ИСО СЛОНа, проводя в жизнь директиву петроградского ОГПУ, прописало Пинскому и свой собственный рецепт, на основании имеющейся у него общей директивы своей матери Лубянки 2: за то, что Пинскер на предложение СЛОНовского эксплуатационно-производственно-коммерческого отдела, отказался по болезни работать на „электропредприятиях“ СЛОНа, его с Попова острова срочно направили на о. Соловки и поместили в смраднейшую 13-ю карантинную роту: а потом, когда он там изголодался, набрался вшей, изнервничался, когда его командир роты, психически больной чекист Чернявский тысячу раз „обложил“ невероятной бранью и не раз „дал в морду“, Пинскера перевели в так называемую 14-ую запретную роту. Здесь, кроме всего того, что он терпел в тринадцатой роте, Пинскер еще должен был ходить в уборную под наблюдением конвоира — дневального. А это было не просто: Пинскер должен был спуститься по узенькой и темной лестнице со второго этажа 14-й роты, протолкаться через битком набитых заключенных в первом этаже, стать в очередь и ждать от нескольких минут до часа своего срока; дальше он должен был опять спускаться по длинной каменной лестнице во двор Кремля, пройти сто метров до вонючей „центроуборной“, оправляться на глазах дневального — конвоира и выслушивать от него площадную брань, которой он понукал его оправляться „пулей“… Пинскер должен был жить на трехстах граммах черного сырого хлеба, получать из грязного ушата горячую воду, в которой варилось пшено, и стоять за получением этого „обеда“ в длинной предлинной очереди грязных, вшивых, полуголых, а то и совершенно голых заключенных — стоять, может быть, пятьсот пятидесятым в очереди (в 14-й роте в то время было 550 человек заключенных — запретников»).
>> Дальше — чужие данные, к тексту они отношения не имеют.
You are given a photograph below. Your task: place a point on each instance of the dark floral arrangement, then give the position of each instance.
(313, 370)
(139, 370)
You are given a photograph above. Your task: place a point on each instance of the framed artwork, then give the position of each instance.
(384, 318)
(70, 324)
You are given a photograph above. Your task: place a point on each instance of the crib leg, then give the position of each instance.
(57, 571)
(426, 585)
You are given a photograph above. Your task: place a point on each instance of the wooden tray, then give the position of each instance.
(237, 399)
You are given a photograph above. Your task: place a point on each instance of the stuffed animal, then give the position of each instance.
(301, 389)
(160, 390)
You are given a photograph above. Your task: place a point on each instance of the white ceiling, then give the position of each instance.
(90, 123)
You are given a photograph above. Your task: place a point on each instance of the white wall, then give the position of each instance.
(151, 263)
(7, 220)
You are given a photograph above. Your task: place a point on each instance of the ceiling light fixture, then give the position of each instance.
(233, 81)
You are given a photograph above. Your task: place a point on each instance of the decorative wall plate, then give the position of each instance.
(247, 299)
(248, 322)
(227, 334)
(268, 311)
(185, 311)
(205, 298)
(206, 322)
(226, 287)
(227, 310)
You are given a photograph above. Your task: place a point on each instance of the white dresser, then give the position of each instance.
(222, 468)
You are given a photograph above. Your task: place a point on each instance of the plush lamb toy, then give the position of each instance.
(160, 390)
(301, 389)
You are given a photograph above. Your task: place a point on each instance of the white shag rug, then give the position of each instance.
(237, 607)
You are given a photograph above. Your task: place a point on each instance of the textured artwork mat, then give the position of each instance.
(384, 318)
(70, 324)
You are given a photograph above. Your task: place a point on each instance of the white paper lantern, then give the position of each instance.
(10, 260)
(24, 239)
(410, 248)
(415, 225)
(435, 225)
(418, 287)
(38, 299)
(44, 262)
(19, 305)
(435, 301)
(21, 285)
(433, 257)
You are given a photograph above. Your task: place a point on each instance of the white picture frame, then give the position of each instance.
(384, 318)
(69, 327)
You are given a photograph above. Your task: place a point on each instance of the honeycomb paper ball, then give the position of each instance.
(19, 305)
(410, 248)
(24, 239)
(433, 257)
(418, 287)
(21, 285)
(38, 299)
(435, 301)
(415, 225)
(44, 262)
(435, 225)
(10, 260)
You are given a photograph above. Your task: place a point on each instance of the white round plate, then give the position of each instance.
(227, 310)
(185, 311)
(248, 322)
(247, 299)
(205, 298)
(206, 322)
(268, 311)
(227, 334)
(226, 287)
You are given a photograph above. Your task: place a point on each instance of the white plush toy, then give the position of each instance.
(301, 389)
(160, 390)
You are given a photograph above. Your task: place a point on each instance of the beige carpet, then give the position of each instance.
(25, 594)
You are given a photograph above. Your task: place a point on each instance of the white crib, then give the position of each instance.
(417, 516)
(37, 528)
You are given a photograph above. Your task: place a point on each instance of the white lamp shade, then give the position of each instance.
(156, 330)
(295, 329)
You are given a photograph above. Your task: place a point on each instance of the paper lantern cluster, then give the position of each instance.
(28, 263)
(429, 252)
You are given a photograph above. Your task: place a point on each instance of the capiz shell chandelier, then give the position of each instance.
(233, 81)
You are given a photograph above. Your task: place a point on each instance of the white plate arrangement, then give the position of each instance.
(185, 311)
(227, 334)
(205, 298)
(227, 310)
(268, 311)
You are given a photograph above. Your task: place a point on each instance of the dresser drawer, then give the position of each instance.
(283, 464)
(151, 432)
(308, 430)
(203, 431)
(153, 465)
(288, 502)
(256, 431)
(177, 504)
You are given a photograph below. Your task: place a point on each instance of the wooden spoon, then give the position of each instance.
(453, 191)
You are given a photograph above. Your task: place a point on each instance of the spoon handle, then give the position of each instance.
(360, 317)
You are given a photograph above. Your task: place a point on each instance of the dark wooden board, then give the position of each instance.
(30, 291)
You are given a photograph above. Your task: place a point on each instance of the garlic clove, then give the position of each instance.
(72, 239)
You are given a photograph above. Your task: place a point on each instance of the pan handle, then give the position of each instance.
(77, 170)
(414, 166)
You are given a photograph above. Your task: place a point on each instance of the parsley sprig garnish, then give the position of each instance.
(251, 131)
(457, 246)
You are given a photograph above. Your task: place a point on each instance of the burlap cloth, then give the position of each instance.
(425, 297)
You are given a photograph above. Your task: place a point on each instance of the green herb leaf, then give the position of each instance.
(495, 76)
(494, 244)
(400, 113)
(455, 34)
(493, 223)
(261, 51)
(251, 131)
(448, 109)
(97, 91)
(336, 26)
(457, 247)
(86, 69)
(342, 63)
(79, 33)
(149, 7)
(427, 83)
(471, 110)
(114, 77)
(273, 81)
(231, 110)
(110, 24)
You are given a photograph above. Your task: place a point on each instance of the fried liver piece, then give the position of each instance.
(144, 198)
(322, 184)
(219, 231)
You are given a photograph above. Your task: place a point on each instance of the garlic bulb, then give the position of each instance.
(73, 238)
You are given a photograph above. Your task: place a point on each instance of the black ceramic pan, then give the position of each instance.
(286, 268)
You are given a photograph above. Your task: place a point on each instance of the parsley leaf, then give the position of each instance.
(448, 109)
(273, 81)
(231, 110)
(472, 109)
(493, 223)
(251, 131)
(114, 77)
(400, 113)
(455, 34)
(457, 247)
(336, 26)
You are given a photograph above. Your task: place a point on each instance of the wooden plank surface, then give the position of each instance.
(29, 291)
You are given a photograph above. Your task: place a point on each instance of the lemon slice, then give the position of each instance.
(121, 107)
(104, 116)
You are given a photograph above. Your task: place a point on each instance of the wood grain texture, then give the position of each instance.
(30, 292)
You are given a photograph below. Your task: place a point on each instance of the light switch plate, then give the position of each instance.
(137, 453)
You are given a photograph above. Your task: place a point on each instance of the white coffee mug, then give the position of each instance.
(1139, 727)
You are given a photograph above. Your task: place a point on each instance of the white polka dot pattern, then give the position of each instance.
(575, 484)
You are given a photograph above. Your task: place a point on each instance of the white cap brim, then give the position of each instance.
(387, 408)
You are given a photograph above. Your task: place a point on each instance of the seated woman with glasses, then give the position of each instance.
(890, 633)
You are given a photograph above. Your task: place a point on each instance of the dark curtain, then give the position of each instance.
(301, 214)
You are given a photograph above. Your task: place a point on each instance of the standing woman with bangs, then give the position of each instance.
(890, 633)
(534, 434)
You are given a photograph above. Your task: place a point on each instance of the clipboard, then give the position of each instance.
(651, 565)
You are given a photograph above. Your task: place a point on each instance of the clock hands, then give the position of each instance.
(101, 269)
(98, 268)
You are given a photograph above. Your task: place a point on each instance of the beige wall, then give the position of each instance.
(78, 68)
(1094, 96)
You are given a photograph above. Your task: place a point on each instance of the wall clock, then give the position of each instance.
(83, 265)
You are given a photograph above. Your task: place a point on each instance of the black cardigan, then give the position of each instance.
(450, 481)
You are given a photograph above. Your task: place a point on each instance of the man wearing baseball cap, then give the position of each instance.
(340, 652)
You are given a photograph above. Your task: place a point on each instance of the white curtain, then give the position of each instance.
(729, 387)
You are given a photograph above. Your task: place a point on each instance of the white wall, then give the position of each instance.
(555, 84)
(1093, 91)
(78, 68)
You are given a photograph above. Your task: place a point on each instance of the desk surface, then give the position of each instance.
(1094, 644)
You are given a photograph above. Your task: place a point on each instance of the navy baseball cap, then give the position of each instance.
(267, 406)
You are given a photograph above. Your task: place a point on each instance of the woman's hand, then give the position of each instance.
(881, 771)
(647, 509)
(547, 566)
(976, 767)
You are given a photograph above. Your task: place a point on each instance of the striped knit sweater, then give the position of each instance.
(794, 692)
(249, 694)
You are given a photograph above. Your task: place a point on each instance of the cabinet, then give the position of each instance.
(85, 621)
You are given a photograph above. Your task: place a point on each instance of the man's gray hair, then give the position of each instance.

Мне часто случалось говорить с Пинскером, когда он находился в 14-й роте. Это был милый человек и большой шутник; рассказывая, любил употреблять канцелярские выражения — «вышеупомянутый», «вышеизложенный», «нижеисходящий». Позднее, когда он вырвался из 14-ой роты и жил в сносных условиях, он рассказывал, как ходил в «вышеупомянутую центроуборную», с «вышеизложенным дневальным-конвоиром» и как тот кричал ему «нижеисходящее» — «вылетай пулей» с «вышеизложенными мать-перемать».

Вспоминая все это сейчас, я смеюсь сквозь слезы: 55-тилетняго интеллигентного, образованного человека помещают в такие условия, где люди неизбежно становятся психически — ненормальными; его каждочасно «кроют» матерной бранью, бьют кулаком по лицу, а иногда по голове черпаком, который служит для раздачи обеда и представляет собой грязную, никогда не моющуюся палку с привязанной к ней ржавой консервной банкой…

Помню, Пинскер рассказывал мне; «Стою я, Николай Игнатьевич, в вышеупомянутой очереди, позади вышеупомянутого „адама“ (т. е. буквально голого) Гаврилова, а у самого ноги от работы так устали, что еле держусь. „Товарищ Гаврилов говорю, возьми мне обед“. „Нет, говорит, товарищ инженер, я боюсь: вчера своему приятелю хотел взять обед, а меня раздатчик так по голове черпаком стукнул, что и сейчас голова болит. Извините, говорит, не могу“. Если бы я был 550-ым, я бы вовсе не стал получать обеда, не хватило бы сил. Но впереди меня было только человек полтораста, и я решил дожидаться. Этот вышеупомянутый Гаврилов под обед имел только консервную банку; вот раздатчик стал наливать ему „нижеисходящий“ обед, а в обеде в тот день были, как на беду, маленькие кусочки брюквы; один или два кусочка брюквы и попали мимо консервной банки. Вышеупомянутый шакал Гаврилов бросился поднимать с полу, а раздатчик так тарарахнул его черпаком по голове, что и я, сам не знаю почему, невольно пригнулся к полу. А раздатчик подумал, наверное, что и я, как вышеупомянутый шакал полез за брюквой, он и меня тарарахнул по голове так, что я собственно — принадлежащим мне брюхом расстелился на нижеисходящем полу».